There was a bit of a discussion of the similarities between Jesus, Buddha and Superman that seemed to be déjà vu-ish from the 2005 panel, but was worth it to hear Morrison ask if Superman could beat up Jesus.
The two also spent considerable time talking about “The Dark Knight.” Chopra discussed the Joker and Batman’s religious relationship as a mixing of the sacred and the profane that complete each other and “that are explicit enemies but implicit allies.” The two are needed to keep “the story” going and ask us to redeem ourselves, similar to Jesus.
Later, Morrison came back to the movie and talked about the idea of “One-Face”, a future version of consciousness where we can integrate this duality smoothly.
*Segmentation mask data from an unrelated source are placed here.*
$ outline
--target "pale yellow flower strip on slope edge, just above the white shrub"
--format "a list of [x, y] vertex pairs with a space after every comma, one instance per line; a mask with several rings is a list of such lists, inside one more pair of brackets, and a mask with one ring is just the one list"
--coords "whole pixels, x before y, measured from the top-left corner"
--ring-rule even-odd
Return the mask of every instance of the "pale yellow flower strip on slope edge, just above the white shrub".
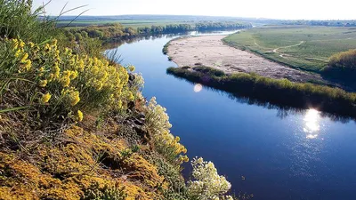
[[176, 161], [179, 164], [188, 162], [188, 156], [182, 155], [187, 153], [187, 149], [179, 143], [181, 139], [174, 137], [174, 135], [169, 132], [172, 124], [169, 123], [166, 108], [159, 106], [156, 98], [153, 97], [149, 102], [146, 112], [146, 125], [153, 135], [153, 140], [158, 152], [166, 156], [166, 158], [172, 162]]

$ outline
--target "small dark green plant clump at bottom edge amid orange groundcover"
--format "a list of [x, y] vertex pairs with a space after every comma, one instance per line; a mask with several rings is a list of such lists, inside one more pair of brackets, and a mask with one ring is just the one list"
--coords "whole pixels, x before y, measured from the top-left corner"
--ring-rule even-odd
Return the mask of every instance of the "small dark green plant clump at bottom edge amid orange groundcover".
[[104, 186], [99, 187], [99, 184], [93, 184], [85, 191], [83, 200], [125, 200], [127, 195], [125, 194], [125, 188], [116, 188]]

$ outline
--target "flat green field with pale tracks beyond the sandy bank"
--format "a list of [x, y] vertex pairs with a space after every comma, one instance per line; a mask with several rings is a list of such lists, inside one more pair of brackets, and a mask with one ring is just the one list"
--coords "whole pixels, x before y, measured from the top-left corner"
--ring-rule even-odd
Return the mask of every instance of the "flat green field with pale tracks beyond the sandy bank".
[[320, 72], [332, 54], [356, 48], [356, 28], [268, 26], [244, 30], [224, 42], [292, 68]]

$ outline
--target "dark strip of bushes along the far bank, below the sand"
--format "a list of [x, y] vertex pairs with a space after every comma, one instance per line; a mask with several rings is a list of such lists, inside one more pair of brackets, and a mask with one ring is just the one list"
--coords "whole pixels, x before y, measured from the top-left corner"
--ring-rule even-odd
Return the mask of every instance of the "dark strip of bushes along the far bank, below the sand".
[[318, 108], [322, 111], [356, 117], [356, 93], [317, 84], [292, 83], [255, 74], [225, 74], [207, 67], [168, 68], [168, 74], [191, 82], [205, 84], [227, 92], [296, 108]]

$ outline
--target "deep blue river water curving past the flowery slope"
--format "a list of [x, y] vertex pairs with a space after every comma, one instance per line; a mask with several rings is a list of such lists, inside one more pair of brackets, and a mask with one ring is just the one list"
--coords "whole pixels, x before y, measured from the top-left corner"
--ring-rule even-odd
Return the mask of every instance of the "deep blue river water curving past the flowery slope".
[[144, 96], [167, 108], [190, 158], [213, 161], [232, 192], [256, 200], [356, 199], [354, 121], [312, 108], [258, 106], [204, 87], [195, 92], [194, 84], [166, 75], [176, 66], [162, 53], [171, 39], [143, 39], [118, 51], [142, 73]]

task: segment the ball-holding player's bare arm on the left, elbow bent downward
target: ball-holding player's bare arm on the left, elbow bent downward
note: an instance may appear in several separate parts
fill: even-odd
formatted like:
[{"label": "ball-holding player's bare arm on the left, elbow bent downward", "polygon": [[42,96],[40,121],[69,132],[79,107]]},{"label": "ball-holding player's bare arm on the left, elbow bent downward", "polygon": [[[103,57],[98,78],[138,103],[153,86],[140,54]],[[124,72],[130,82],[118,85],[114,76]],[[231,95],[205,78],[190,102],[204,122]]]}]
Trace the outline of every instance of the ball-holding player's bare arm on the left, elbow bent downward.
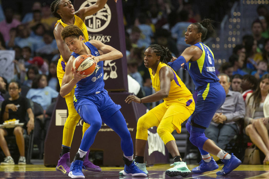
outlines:
[{"label": "ball-holding player's bare arm on the left, elbow bent downward", "polygon": [[72,66],[73,66],[74,60],[75,60],[75,57],[70,56],[70,59],[68,60],[65,67],[65,74],[63,75],[62,86],[60,89],[60,95],[62,97],[70,93],[78,81],[87,77],[87,76],[83,76],[84,72],[80,75],[81,70],[76,72],[77,69],[76,68],[73,69]]}]

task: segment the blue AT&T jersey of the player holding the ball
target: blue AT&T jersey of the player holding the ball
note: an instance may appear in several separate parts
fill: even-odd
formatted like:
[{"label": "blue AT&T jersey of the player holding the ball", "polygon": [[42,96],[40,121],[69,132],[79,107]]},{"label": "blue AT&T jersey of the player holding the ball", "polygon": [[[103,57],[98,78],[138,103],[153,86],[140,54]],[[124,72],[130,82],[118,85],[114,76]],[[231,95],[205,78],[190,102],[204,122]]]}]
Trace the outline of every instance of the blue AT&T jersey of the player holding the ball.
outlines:
[{"label": "blue AT&T jersey of the player holding the ball", "polygon": [[[90,42],[85,42],[85,45],[91,50],[91,54],[93,56],[99,56],[97,48],[91,45]],[[75,58],[79,56],[79,54],[75,52],[72,52],[71,55],[73,55]],[[95,67],[95,71],[93,72],[93,74],[77,82],[77,87],[75,88],[75,95],[79,94],[83,96],[89,96],[104,91],[105,82],[103,80],[103,65],[104,62],[99,61]]]}]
He also talked about how human consciousness is like separate fingers trying to kill itself—and that we need reach a level where we all make peace with “the entire hand.”
And that global warming may be an incubation period for this global awareness—In other words, he brought crazy-awesome as expected.
Highlight: Being the last panel of the day for me on Sunday, it was the perfect cure for the comic con hangover.
Grade: A-. (The bungled video footage for the Virgin comics things took up time Chopra and Morrison could have been blowing the audience’s minds.)